NZFC flags low-budget funding initiative

The NZFC is keen to support the growth of a vibrant domestic production sector, one with feature production at a range of budget levels – from large-budget official co-productions through to innovative lower-budget films with realistic budgets.

The Commission says: This is a “heads up” for writers, directors and producers that we plan to introduce a lower-budget feature film funding initiative later this year. So this is a chance ahead of time to start thinking about possible projects.

We recognise that “lower-budget” is a relative term, one that depends on a wide range of factors. In this instance we’re referring to distinctive feature film projects with budgets of $500,000 or less. We’re keen to see amazing, original and satisfying films of this type produced locally and are currently looking at effective ways to help facilitate this.

Firstly, we want the industry to be aware that we’re always open to producers with lower-budget projects seeking production (or post-production) funding via our standard discretionary Board application process, as outlined on our website. However in reality we’re currently receiving very few Board applications for lower-budget feature films.

So, alongside this we’re also planning to announce a new, dedicated funding round for lower-budget features later this year. We’re still working on the specifics and will publish more information in due course but some key aspects to bear in mind while thinking ahead:

We’d be looking for feature-length films with average budgets of around $350,000, with perhaps a couple of films at $500,000 balancing out some at $250,000.

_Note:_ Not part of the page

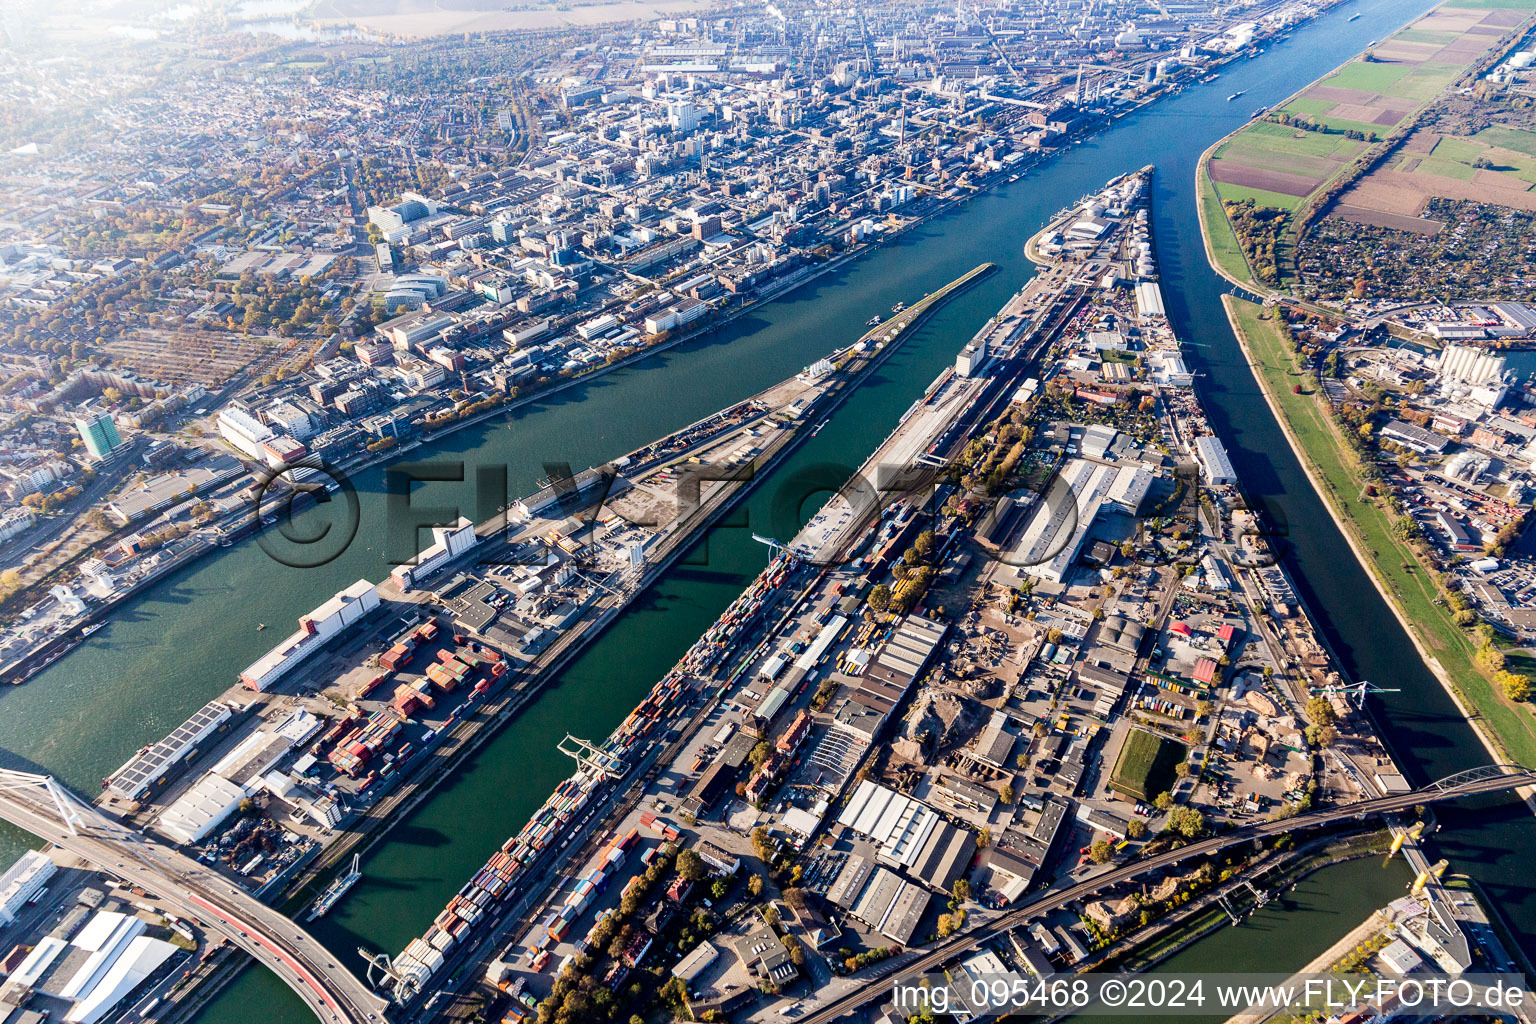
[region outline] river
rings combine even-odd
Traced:
[[[754,493],[734,526],[701,542],[707,550],[696,550],[642,595],[542,698],[397,824],[365,861],[364,881],[317,922],[320,937],[353,959],[359,944],[393,953],[420,934],[569,772],[554,740],[565,730],[592,739],[605,735],[764,564],[766,551],[741,527],[792,533],[786,509],[804,516],[825,495],[795,495],[785,482],[817,463],[858,464],[964,340],[1033,273],[1022,255],[1024,240],[1111,175],[1147,163],[1158,168],[1154,230],[1170,316],[1190,344],[1198,387],[1245,488],[1290,526],[1286,558],[1298,589],[1319,613],[1320,628],[1351,675],[1401,689],[1385,695],[1375,710],[1416,781],[1486,761],[1287,448],[1222,314],[1222,284],[1206,265],[1195,216],[1194,168],[1205,147],[1241,124],[1254,106],[1282,100],[1430,6],[1426,0],[1342,6],[1224,71],[1218,82],[1160,102],[1022,181],[980,196],[706,338],[412,453],[415,460],[463,460],[471,477],[476,465],[505,465],[512,492],[531,490],[545,462],[580,468],[631,450],[851,341],[872,313],[911,302],[983,260],[1000,268],[914,332],[819,436]],[[1345,21],[1356,12],[1359,20]],[[1225,101],[1239,90],[1246,91],[1241,101]],[[0,696],[6,712],[0,715],[0,747],[82,791],[94,790],[135,748],[216,696],[270,645],[274,634],[257,633],[257,622],[285,628],[339,587],[388,571],[383,471],[360,474],[356,485],[362,529],[335,561],[293,570],[246,544],[162,582],[125,605],[79,650]],[[468,511],[477,504],[471,491],[462,484],[425,485],[413,501],[458,502]],[[1458,824],[1453,844],[1446,844],[1455,869],[1482,881],[1527,949],[1536,949],[1536,893],[1517,864],[1517,852],[1536,839],[1529,813],[1515,807],[1464,822],[1454,813],[1450,818]],[[0,845],[9,846],[0,849],[0,858],[14,855],[21,839],[0,835]],[[1350,926],[1340,922],[1338,930]],[[1316,922],[1297,927],[1326,938],[1316,932]],[[1229,963],[1225,957],[1219,962]],[[1274,966],[1272,956],[1263,965]],[[250,1019],[253,1006],[272,1022],[308,1019],[297,998],[262,971],[246,972],[202,1019],[236,1024]]]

It’s likely that international market attachment will be a significant part of the financing (which we’re currently arranging).

Producer/director/writer teams would need to engage with market representatives to ensure their project reflects current market considerations and has the strongest chance possible of connecting with its targeted audience.

A crucial aspect is that these films would need to be genuinely lower-budget in scope and methodology to be candidates for funding. This wouldn’t be about making a bigger budget film for less money or cutting corners at the expense of cast, crew and industry partners. We’d need a compelling proposal that shows how and why the budget is entirely realistic.

There’d be no genre restrictions – all feature-length films, whether fiction or documentary, would be eligible. Regardless of the type of film, strong audience appeal will be a crucial factor, as reflected by the market attachment aspect.

We’d see this as a production-focused fund, rather than a professional development structure as such. The preference would be for projects with strong scripts and market prospects from exciting teams. We wouldn’t anticipate running workshops or a lengthy selection process.

Part of developing this new approach involves looking at and learning from our Escalator $250,000 feature films scheme. We’re keen to receive constructive feedback – the good and the bad – on the Escalator funding scheme from those who were involved with it.

We’ll be commissioning an Escalator review that’ll be made available publicly and we’ll look to include any supplied feedback as part of this report.